On dispose de la plupart des éléments nécessaires à l’élaboration d’une fiche d’information qui dressera les grandes lignes des problèmes de protection de la vie privée dans Second Life et conseillera les utilisateurs canadiens de Second Life à cet égard.

Je crois qu’on peut se pencher davantage sur les pratiques relatives aux données exercées par les entreprises et les organisations qui utilisent la plateforme de Second Life pour communiquer avec leurs clients et le public. Au cours de ma recherche, j’ai trouvé beaucoup de documents sur la façon dont Linden Lab traite les données et les renseignements personnels des clients. La façon dont les tiers sur Second Life protègent les renseignements personnels de leurs clients semble toutefois beaucoup moins bien documentée. Les ressources de Linden Lab ne semblent receler aucun document officiel sur la façon dont les entreprises dans Second Life peuvent recueillir les renseignements personnels des résidents afin de s’enrichir. Cette question deviendra primordiale à mesure que le nombre d’organisations s’installant dans Second Life augmentera.

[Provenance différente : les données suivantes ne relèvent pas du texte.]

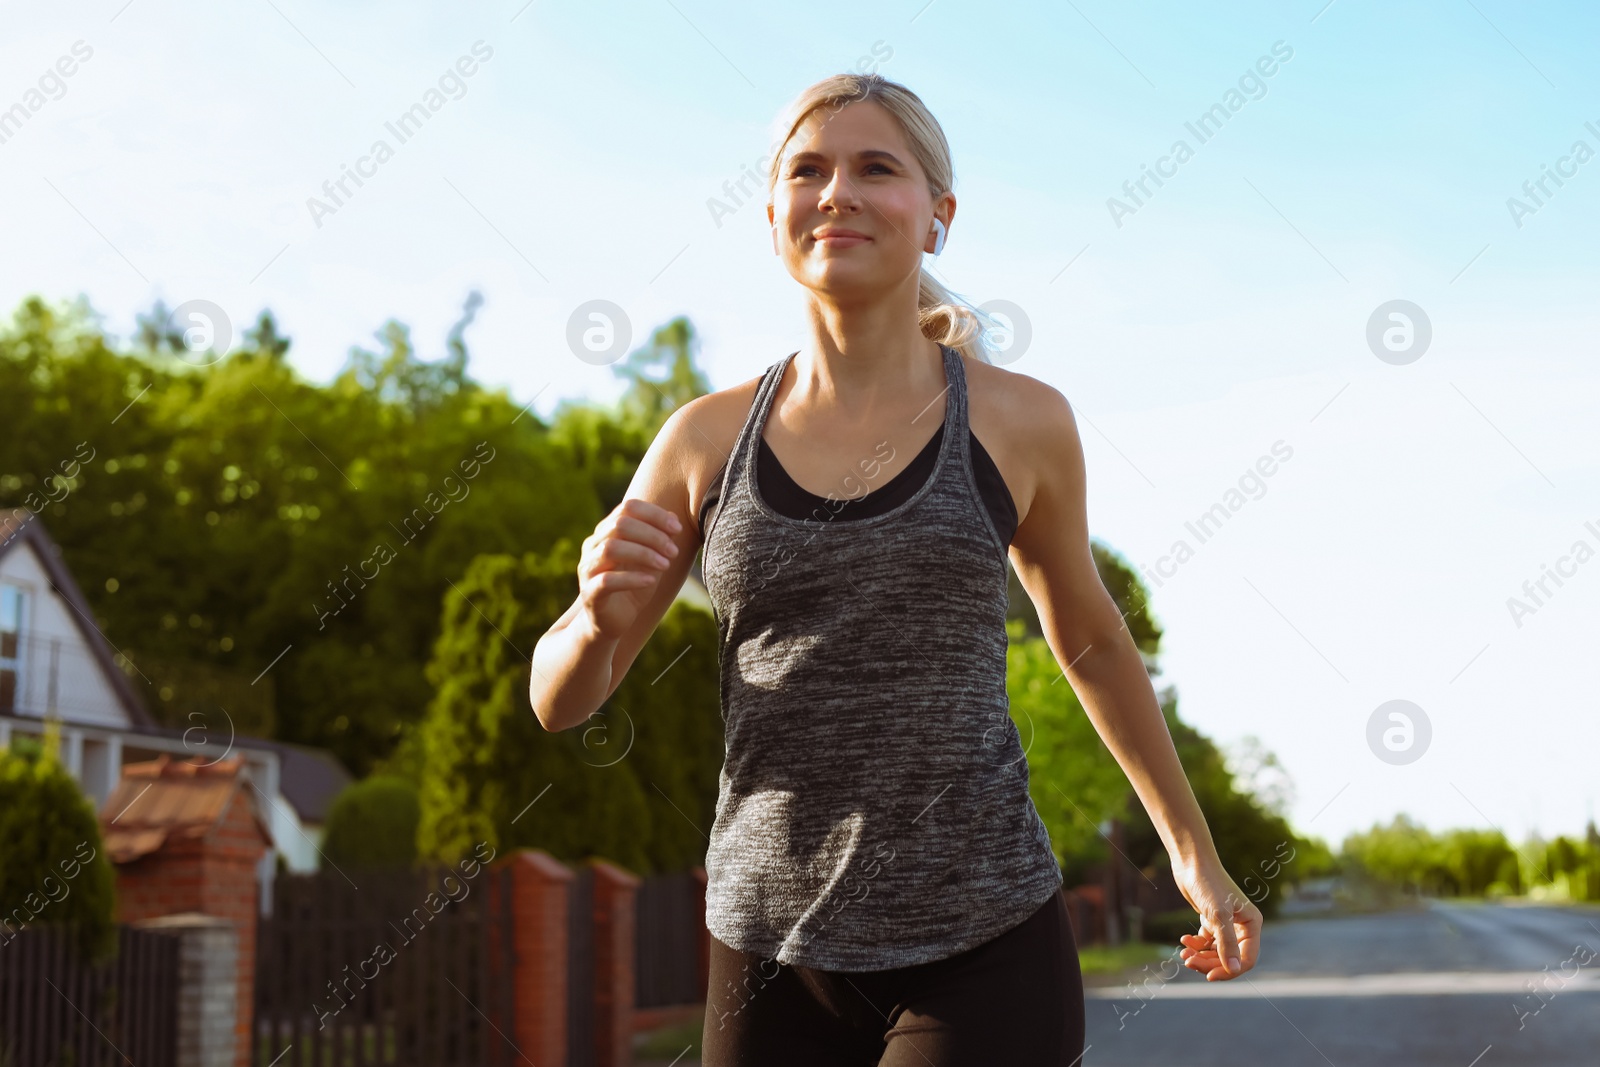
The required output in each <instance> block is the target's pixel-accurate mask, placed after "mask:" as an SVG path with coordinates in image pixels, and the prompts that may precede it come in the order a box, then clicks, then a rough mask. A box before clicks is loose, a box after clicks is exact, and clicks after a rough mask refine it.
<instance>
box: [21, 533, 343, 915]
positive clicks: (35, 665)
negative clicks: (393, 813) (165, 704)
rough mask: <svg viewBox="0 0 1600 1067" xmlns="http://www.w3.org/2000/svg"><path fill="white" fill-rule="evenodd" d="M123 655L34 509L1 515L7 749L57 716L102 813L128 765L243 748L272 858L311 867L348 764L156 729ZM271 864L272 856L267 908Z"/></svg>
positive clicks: (272, 860)
mask: <svg viewBox="0 0 1600 1067" xmlns="http://www.w3.org/2000/svg"><path fill="white" fill-rule="evenodd" d="M118 659H120V654H118V653H117V651H115V648H114V646H112V645H110V641H109V640H107V638H106V635H104V633H102V632H101V629H99V625H98V624H96V622H94V617H93V613H91V611H90V606H88V601H85V600H83V592H82V590H80V589H78V585H77V582H75V581H72V574H70V573H67V568H66V566H64V565H62V561H61V549H59V547H58V545H56V544H54V542H53V541H51V539H50V536H48V534H46V533H45V525H43V523H42V522H40V518H38V515H34V514H32V512H29V510H26V509H18V510H0V749H5V747H10V744H11V739H13V737H14V736H18V734H32V736H40V734H42V733H43V729H45V718H46V717H54V718H58V720H59V721H61V757H62V763H66V766H67V769H70V771H72V774H74V777H77V779H78V782H80V784H82V785H83V790H85V792H86V793H88V795H90V797H91V798H93V800H94V805H96V808H99V806H101V805H104V803H106V800H107V798H109V797H110V793H112V789H115V785H117V781H118V779H120V777H122V766H123V763H138V761H141V760H150V758H155V757H157V755H160V753H162V752H166V753H170V755H171V757H173V758H174V760H186V758H192V757H200V758H203V760H206V761H213V760H221V758H224V757H226V755H242V757H245V766H246V769H248V773H250V781H251V785H253V787H254V789H256V792H258V795H256V800H258V803H259V806H261V811H262V814H264V816H266V817H267V821H269V825H270V830H272V838H274V848H275V851H277V854H278V856H282V857H283V862H285V865H286V867H288V869H290V870H315V869H317V867H318V851H317V846H318V845H320V841H322V830H323V821H325V817H326V813H328V805H330V803H331V801H333V797H334V795H336V793H338V792H339V790H341V789H342V787H344V785H346V784H349V781H350V774H349V771H346V769H344V766H341V765H339V761H338V760H334V758H333V755H331V753H328V752H325V750H322V749H310V747H304V745H291V744H283V742H278V741H266V739H261V737H237V736H235V737H232V739H229V737H226V736H219V731H216V729H211V731H205V733H200V731H195V729H190V731H182V729H171V728H163V726H158V725H157V723H155V720H154V718H152V717H150V713H149V710H147V709H146V704H144V701H142V694H141V691H139V689H141V686H142V685H144V683H142V681H141V680H139V678H138V675H136V673H134V677H133V678H130V675H128V673H126V672H125V670H123V669H122V667H120V665H118ZM114 814H115V813H114ZM275 870H277V862H275V856H274V853H267V854H266V856H264V857H262V904H266V902H269V901H270V885H272V875H274V873H275Z"/></svg>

Comment les lois canadiennes qui régissent la protection de la vie privée peuvent-elles s’appliquer aux entreprises et aux organisations du Canada qui décident de participer à Second Life? En faisant abstraction de la LPRPDE, quelles pratiques générales recommande-t-on pour protéger les renseignements personnels des clients dans Second Life? Il suffirait d’avoir plus d’information à ce sujet pour répondre à ces questions et pour fournir une fiche d’information aux organisations canadiennes qui désirent s’installer dans Second Life.